Posted by Jane Metters LaBarbara.
October 23rd, 2018

Blog post by Jane Metters LaBarbara, Assistant Curator, WVRHC.

Beans mean a lot of things to a lot of people. Growing up outside Appalachia, I remember seven-bean soups being prepared, glass jars full of artfully layered dry ingredients, and sold by church ladies for charity purposes, frequently around the holidays. When my family bought a jar, it always felt like a treat. The other bean-treat of my youth was our neighbor’s chili. I’m fairly certain that it contained multiple kinds of beans, plus a few green veggie bits, and such a good flavor. (I invite you to imagine my dismay when we moved to Texas and I was told that “real” chili contained no beans at all.)

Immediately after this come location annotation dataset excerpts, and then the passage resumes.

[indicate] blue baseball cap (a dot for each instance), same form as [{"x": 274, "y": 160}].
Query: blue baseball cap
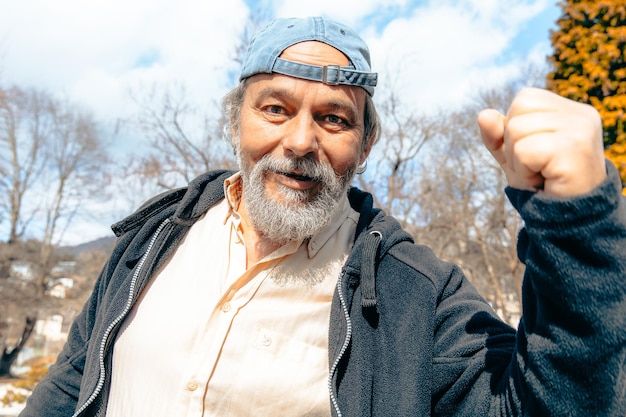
[{"x": 263, "y": 52}]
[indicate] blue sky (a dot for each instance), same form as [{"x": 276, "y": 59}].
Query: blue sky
[{"x": 440, "y": 51}]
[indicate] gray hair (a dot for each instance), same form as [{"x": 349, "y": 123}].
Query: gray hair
[{"x": 233, "y": 100}]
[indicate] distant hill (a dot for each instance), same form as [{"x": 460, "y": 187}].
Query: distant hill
[{"x": 104, "y": 243}]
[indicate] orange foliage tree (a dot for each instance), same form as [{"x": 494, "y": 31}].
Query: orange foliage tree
[{"x": 589, "y": 66}]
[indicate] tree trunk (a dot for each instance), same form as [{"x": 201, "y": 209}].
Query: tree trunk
[{"x": 9, "y": 354}]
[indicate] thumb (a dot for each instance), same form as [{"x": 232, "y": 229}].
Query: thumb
[{"x": 491, "y": 124}]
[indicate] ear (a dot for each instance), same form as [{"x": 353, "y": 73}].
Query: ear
[{"x": 366, "y": 151}]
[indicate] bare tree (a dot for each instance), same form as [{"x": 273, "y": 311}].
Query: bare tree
[
  {"x": 185, "y": 138},
  {"x": 75, "y": 162},
  {"x": 433, "y": 173},
  {"x": 52, "y": 159},
  {"x": 23, "y": 131}
]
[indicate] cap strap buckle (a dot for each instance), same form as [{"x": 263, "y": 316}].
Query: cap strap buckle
[{"x": 325, "y": 72}]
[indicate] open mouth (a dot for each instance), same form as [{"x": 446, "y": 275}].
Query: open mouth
[{"x": 298, "y": 177}]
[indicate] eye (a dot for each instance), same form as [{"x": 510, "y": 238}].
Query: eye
[
  {"x": 333, "y": 121},
  {"x": 275, "y": 109}
]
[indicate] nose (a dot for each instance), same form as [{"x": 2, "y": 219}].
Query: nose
[{"x": 300, "y": 139}]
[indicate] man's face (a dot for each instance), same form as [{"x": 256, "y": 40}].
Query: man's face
[{"x": 299, "y": 144}]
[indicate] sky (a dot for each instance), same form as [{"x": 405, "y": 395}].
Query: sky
[{"x": 438, "y": 53}]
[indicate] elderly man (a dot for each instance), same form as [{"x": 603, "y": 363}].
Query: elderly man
[{"x": 280, "y": 291}]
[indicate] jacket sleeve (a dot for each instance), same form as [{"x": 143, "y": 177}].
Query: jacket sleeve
[
  {"x": 58, "y": 392},
  {"x": 568, "y": 357}
]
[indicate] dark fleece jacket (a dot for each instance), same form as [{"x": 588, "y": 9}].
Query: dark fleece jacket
[{"x": 409, "y": 335}]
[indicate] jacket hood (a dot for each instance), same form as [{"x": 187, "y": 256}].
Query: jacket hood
[{"x": 375, "y": 236}]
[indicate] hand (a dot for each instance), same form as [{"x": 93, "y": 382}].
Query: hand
[{"x": 546, "y": 142}]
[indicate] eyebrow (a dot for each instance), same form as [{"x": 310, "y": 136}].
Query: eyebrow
[{"x": 347, "y": 107}]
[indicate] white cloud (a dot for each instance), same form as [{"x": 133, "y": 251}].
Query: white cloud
[{"x": 93, "y": 52}]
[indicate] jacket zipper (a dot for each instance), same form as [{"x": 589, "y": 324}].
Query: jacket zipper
[
  {"x": 344, "y": 347},
  {"x": 120, "y": 317}
]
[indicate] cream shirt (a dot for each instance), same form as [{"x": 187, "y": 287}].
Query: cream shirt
[{"x": 210, "y": 338}]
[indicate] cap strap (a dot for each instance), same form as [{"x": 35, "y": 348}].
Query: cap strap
[{"x": 327, "y": 74}]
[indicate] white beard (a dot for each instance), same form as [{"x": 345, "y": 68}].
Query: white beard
[{"x": 298, "y": 215}]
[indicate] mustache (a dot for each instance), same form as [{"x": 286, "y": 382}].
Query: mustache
[{"x": 299, "y": 168}]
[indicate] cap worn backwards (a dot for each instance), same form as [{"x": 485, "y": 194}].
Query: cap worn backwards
[{"x": 263, "y": 55}]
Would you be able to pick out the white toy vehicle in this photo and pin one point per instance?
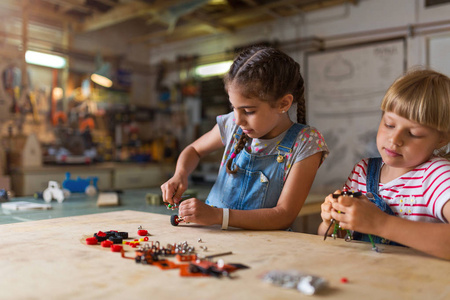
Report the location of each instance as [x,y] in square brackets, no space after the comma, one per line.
[53,192]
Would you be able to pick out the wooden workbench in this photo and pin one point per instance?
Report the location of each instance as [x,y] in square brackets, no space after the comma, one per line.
[49,259]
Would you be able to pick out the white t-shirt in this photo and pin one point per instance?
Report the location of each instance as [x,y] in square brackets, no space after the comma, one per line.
[309,141]
[418,195]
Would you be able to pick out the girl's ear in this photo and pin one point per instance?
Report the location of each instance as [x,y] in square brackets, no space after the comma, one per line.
[285,103]
[445,140]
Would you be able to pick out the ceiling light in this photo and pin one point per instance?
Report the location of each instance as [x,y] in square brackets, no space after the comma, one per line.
[46,60]
[102,75]
[214,69]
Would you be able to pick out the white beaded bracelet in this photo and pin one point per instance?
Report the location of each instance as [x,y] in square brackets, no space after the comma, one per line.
[225,218]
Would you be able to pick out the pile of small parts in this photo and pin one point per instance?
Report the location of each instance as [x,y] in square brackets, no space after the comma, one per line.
[152,253]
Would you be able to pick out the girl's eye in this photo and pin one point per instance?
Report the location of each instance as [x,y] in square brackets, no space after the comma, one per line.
[414,135]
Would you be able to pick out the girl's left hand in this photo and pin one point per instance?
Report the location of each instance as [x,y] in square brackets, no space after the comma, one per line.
[196,211]
[357,214]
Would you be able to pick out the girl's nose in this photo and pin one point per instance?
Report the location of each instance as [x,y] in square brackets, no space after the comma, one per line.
[396,138]
[238,118]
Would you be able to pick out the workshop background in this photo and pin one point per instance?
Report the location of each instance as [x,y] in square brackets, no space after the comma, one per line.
[129,131]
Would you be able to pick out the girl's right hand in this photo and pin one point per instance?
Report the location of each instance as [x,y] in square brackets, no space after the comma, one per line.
[173,188]
[326,208]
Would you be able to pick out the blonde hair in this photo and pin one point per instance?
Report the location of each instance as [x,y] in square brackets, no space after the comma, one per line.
[422,96]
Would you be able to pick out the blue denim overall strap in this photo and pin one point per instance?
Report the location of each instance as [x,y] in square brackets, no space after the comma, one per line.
[258,181]
[372,185]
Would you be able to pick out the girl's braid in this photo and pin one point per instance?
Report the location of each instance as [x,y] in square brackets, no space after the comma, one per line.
[301,105]
[237,148]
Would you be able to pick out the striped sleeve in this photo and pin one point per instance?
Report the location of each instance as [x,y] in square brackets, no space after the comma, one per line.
[356,181]
[436,184]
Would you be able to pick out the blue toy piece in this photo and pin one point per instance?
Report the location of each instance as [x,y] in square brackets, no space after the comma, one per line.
[79,185]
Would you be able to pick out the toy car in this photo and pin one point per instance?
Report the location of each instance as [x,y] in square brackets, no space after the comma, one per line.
[53,192]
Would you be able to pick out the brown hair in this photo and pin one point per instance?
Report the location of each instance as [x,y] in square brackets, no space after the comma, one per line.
[422,96]
[267,74]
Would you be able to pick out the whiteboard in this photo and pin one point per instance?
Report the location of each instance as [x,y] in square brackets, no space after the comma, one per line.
[344,89]
[439,54]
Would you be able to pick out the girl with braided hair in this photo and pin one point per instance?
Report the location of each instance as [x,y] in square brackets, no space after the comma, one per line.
[269,162]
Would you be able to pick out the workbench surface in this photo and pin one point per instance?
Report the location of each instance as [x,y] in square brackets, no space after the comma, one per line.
[49,259]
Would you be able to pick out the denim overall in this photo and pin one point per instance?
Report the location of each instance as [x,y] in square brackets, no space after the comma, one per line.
[259,179]
[372,184]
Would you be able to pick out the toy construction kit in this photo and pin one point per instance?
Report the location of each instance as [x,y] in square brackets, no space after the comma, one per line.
[153,253]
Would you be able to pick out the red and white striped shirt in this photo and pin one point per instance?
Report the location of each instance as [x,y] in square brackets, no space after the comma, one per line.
[418,195]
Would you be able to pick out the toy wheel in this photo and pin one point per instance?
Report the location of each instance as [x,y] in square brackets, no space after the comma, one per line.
[90,190]
[174,220]
[47,195]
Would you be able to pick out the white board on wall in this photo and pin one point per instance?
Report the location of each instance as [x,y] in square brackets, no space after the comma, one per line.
[345,87]
[439,54]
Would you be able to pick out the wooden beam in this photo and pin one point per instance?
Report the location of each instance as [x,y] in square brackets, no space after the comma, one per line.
[25,9]
[124,12]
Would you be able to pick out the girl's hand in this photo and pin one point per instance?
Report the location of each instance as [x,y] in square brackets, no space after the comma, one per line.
[173,189]
[357,214]
[326,208]
[196,211]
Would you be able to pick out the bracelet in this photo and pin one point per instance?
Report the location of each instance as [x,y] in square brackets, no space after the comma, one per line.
[225,218]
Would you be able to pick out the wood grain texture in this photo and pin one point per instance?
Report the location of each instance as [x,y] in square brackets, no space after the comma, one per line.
[49,260]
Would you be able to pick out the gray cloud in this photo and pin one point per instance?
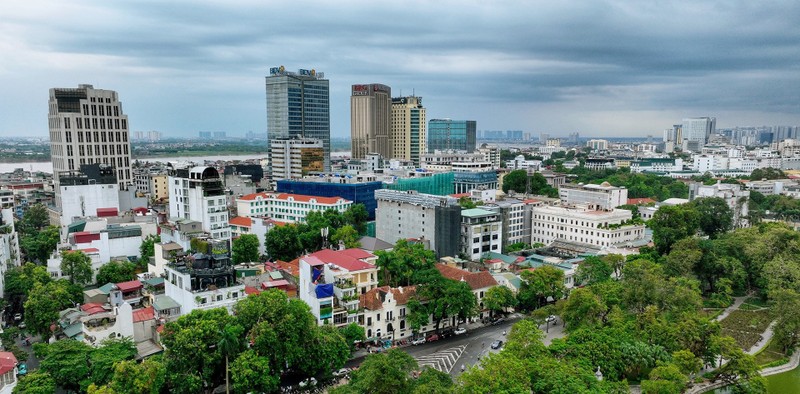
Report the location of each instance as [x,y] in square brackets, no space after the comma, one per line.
[538,66]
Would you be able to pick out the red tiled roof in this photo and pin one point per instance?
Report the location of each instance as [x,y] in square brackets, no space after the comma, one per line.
[357,253]
[7,362]
[250,290]
[129,286]
[240,221]
[92,308]
[476,280]
[143,314]
[373,299]
[341,259]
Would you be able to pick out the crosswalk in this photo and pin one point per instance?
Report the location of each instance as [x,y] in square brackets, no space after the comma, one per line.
[443,360]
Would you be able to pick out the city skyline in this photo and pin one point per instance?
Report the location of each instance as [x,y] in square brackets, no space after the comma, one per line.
[602,68]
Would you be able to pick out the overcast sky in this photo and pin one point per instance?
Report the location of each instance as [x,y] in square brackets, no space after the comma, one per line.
[601,68]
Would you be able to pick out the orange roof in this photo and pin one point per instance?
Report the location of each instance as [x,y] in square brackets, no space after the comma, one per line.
[7,362]
[143,314]
[476,280]
[240,221]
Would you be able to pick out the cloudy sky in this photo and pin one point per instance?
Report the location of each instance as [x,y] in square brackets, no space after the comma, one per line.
[602,68]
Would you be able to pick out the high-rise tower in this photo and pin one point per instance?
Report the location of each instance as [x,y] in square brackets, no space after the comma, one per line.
[87,126]
[370,113]
[298,106]
[409,128]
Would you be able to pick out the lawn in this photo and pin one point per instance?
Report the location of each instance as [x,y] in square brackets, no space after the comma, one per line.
[746,326]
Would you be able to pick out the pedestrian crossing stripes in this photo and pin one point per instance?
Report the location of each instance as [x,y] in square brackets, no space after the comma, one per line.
[443,360]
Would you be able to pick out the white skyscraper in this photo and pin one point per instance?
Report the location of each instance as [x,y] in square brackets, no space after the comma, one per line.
[698,129]
[87,126]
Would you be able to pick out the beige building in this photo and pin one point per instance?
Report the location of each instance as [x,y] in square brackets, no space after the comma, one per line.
[370,112]
[409,128]
[87,126]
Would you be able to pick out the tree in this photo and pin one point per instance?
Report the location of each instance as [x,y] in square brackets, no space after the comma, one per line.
[147,377]
[104,358]
[192,358]
[498,298]
[38,382]
[147,249]
[38,246]
[282,243]
[44,303]
[787,324]
[539,285]
[384,373]
[715,216]
[116,272]
[593,270]
[251,373]
[245,249]
[348,235]
[78,266]
[671,223]
[516,181]
[583,309]
[67,362]
[230,345]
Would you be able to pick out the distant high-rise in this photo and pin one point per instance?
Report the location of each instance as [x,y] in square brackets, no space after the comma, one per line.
[298,106]
[409,131]
[448,134]
[698,129]
[87,126]
[370,113]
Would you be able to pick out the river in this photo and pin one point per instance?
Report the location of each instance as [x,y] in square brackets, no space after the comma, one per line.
[48,166]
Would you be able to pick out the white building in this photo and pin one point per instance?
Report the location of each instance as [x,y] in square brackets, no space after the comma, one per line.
[9,245]
[331,281]
[87,126]
[404,215]
[736,198]
[597,145]
[481,232]
[593,227]
[197,193]
[600,197]
[285,207]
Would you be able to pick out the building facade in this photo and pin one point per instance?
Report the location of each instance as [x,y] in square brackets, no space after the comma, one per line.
[404,215]
[294,158]
[298,105]
[197,193]
[448,134]
[288,208]
[370,120]
[409,132]
[87,126]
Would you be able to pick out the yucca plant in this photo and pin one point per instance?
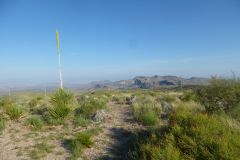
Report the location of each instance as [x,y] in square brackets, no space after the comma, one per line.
[59,59]
[61,104]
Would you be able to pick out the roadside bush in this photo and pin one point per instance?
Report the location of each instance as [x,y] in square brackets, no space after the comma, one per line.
[147,111]
[35,122]
[2,124]
[188,96]
[221,94]
[190,135]
[79,142]
[61,105]
[89,106]
[14,112]
[81,121]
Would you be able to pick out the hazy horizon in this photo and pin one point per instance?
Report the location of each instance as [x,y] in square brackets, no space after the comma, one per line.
[114,40]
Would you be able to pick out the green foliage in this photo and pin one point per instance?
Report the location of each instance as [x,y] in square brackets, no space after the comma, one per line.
[2,124]
[41,150]
[14,112]
[221,94]
[78,143]
[89,106]
[190,135]
[188,96]
[61,105]
[36,122]
[147,111]
[81,121]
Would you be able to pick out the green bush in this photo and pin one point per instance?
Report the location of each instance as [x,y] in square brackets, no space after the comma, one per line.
[81,121]
[36,122]
[221,94]
[78,143]
[190,135]
[14,112]
[61,105]
[147,111]
[2,124]
[89,106]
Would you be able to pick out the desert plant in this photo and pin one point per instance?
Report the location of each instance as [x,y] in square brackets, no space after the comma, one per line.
[14,112]
[80,120]
[78,143]
[2,123]
[190,135]
[89,106]
[61,104]
[35,122]
[221,94]
[41,150]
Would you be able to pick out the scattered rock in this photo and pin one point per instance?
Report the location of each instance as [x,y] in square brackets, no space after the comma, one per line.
[99,116]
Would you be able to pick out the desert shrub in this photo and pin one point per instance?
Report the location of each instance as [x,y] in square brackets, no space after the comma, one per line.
[221,94]
[81,121]
[41,150]
[6,102]
[188,96]
[78,143]
[168,98]
[234,112]
[14,112]
[61,105]
[119,99]
[147,111]
[2,123]
[89,105]
[190,135]
[33,103]
[35,122]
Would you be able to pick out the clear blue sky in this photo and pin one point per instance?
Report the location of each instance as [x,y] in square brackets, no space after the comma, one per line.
[118,39]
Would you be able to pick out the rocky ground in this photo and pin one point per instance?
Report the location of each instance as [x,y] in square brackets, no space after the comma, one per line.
[18,141]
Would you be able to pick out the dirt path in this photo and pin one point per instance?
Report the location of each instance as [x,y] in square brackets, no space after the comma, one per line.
[112,142]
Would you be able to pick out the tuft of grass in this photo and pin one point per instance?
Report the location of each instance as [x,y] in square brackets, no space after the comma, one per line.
[14,112]
[191,134]
[80,141]
[41,150]
[147,111]
[61,105]
[81,121]
[2,124]
[89,106]
[36,122]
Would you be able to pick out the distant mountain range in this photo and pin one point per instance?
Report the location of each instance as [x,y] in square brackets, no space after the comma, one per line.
[142,82]
[152,82]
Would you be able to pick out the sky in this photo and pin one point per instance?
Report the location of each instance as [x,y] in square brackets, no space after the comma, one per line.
[117,39]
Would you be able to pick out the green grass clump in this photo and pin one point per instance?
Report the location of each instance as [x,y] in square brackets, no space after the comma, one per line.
[41,150]
[80,141]
[61,105]
[221,94]
[35,122]
[14,112]
[190,135]
[89,106]
[147,111]
[2,124]
[81,121]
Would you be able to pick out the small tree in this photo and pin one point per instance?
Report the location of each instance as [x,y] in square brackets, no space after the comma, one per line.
[59,59]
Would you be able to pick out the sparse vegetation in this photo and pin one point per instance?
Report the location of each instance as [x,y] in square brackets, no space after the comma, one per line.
[2,123]
[89,105]
[14,112]
[41,150]
[35,122]
[190,135]
[147,111]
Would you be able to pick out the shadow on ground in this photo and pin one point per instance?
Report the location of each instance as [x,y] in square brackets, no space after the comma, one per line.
[119,150]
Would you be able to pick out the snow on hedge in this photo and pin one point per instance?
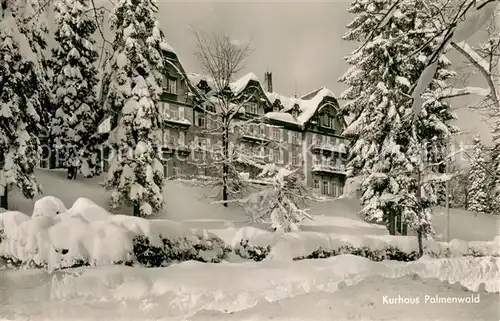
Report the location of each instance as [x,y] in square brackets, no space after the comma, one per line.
[84,233]
[299,244]
[185,288]
[87,233]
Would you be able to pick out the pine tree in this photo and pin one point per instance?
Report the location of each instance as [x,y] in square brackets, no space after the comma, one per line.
[20,86]
[394,153]
[132,79]
[281,204]
[478,191]
[74,124]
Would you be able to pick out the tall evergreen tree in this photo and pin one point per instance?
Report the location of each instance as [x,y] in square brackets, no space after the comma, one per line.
[479,179]
[132,79]
[395,154]
[20,86]
[74,125]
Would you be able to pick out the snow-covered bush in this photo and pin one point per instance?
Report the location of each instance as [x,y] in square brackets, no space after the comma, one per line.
[252,252]
[282,205]
[182,249]
[390,253]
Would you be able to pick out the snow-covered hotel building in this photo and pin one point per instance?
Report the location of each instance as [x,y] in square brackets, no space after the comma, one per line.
[303,132]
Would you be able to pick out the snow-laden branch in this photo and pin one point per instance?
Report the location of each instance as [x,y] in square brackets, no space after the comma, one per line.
[457,92]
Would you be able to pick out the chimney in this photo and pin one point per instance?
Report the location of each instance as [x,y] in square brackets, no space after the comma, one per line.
[268,81]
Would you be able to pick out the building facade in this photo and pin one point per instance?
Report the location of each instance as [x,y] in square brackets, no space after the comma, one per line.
[303,132]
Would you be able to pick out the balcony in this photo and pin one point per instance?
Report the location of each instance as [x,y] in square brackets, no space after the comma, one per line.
[328,168]
[329,148]
[176,148]
[175,121]
[254,137]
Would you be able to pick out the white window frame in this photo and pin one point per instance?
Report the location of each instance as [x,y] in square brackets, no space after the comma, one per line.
[253,107]
[176,170]
[276,134]
[201,116]
[166,137]
[316,184]
[172,85]
[331,121]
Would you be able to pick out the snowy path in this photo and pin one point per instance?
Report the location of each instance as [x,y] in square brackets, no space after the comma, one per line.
[180,291]
[365,301]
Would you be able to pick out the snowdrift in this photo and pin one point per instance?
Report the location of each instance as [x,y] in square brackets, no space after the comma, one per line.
[86,234]
[294,245]
[56,238]
[183,289]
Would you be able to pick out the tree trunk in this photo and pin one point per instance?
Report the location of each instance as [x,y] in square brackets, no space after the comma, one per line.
[71,173]
[4,199]
[392,222]
[419,229]
[405,229]
[225,166]
[137,212]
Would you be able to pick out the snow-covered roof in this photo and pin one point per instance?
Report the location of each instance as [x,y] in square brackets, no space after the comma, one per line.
[311,94]
[166,47]
[282,116]
[239,85]
[309,107]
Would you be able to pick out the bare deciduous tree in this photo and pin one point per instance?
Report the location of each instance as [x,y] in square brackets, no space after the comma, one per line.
[221,59]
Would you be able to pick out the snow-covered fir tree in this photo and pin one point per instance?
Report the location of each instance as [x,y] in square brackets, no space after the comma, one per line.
[478,179]
[74,125]
[132,79]
[282,203]
[20,85]
[395,154]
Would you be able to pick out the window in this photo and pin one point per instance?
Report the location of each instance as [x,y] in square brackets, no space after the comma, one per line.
[252,107]
[164,108]
[317,160]
[325,188]
[182,138]
[281,157]
[200,120]
[334,189]
[276,134]
[172,85]
[166,137]
[331,121]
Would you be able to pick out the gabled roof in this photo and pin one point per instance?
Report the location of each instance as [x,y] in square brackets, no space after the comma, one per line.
[308,107]
[239,85]
[312,93]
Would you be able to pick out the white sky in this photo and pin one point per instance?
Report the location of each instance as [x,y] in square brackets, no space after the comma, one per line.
[300,42]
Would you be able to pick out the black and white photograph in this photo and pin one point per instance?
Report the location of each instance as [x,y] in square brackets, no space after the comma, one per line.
[255,160]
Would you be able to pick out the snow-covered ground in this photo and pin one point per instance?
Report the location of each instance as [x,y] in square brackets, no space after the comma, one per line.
[192,205]
[180,291]
[338,288]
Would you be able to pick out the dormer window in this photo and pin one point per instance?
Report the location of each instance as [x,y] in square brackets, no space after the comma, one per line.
[328,121]
[253,107]
[171,85]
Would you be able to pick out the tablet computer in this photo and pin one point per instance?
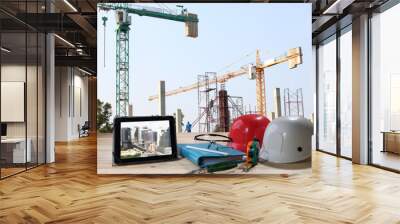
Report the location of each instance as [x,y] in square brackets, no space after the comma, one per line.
[144,139]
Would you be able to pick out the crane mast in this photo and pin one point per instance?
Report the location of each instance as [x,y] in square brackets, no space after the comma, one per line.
[122,41]
[293,57]
[260,86]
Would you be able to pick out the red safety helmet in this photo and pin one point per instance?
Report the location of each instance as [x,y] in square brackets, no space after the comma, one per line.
[245,128]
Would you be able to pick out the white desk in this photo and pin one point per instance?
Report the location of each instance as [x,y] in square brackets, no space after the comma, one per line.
[18,144]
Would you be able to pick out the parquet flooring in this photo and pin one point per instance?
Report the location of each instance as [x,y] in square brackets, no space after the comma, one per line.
[70,191]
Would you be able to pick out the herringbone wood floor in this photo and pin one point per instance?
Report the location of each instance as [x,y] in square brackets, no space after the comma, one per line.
[69,191]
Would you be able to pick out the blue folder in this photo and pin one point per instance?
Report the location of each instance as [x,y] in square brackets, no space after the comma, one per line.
[211,154]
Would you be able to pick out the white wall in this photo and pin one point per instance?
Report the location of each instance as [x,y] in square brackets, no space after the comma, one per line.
[71,102]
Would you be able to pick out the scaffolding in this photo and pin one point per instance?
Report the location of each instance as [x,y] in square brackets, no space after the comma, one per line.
[216,109]
[207,100]
[229,107]
[293,102]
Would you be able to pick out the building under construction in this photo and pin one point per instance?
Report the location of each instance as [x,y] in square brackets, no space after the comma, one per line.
[216,109]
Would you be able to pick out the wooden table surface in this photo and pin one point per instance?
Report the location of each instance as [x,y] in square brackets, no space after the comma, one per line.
[181,166]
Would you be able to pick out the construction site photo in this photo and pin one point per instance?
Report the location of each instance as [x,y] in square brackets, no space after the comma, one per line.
[232,83]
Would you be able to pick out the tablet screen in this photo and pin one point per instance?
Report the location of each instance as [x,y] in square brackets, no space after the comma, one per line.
[145,139]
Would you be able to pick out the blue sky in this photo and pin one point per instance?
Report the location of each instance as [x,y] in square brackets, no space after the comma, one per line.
[159,50]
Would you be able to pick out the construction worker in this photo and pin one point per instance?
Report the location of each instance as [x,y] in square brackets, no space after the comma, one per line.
[188,127]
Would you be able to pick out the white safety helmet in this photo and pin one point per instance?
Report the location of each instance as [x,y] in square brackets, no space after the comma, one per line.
[287,140]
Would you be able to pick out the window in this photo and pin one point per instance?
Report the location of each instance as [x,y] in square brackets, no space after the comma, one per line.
[327,95]
[385,88]
[345,92]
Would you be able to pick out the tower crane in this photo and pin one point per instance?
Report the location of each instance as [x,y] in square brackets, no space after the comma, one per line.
[122,40]
[293,57]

For people across the country and across the globe, beans are a staple food. You can have baked beans, beans on toast, falafel, hummus, refried beans, red bean paste, red beans and rice, succotash, lentil soup, shiro, etc. As I grew up, I learned about and tried a variety of bean-related dishes. Then I moved to West Virginia and I heard about soup beans. Not bean soup—soup beans. Like many modern-day armchair researchers, I started my research into soup beans on the internet, but I was not satisfied. My next step was to take a look at what library resources we had on soup beans.

Two women in a kitchen demonstrating bean canning

Two Women Demonstrate How to Can Beans at State 4-H Camp in Jackson’s Mill, Lewis County, W. Va.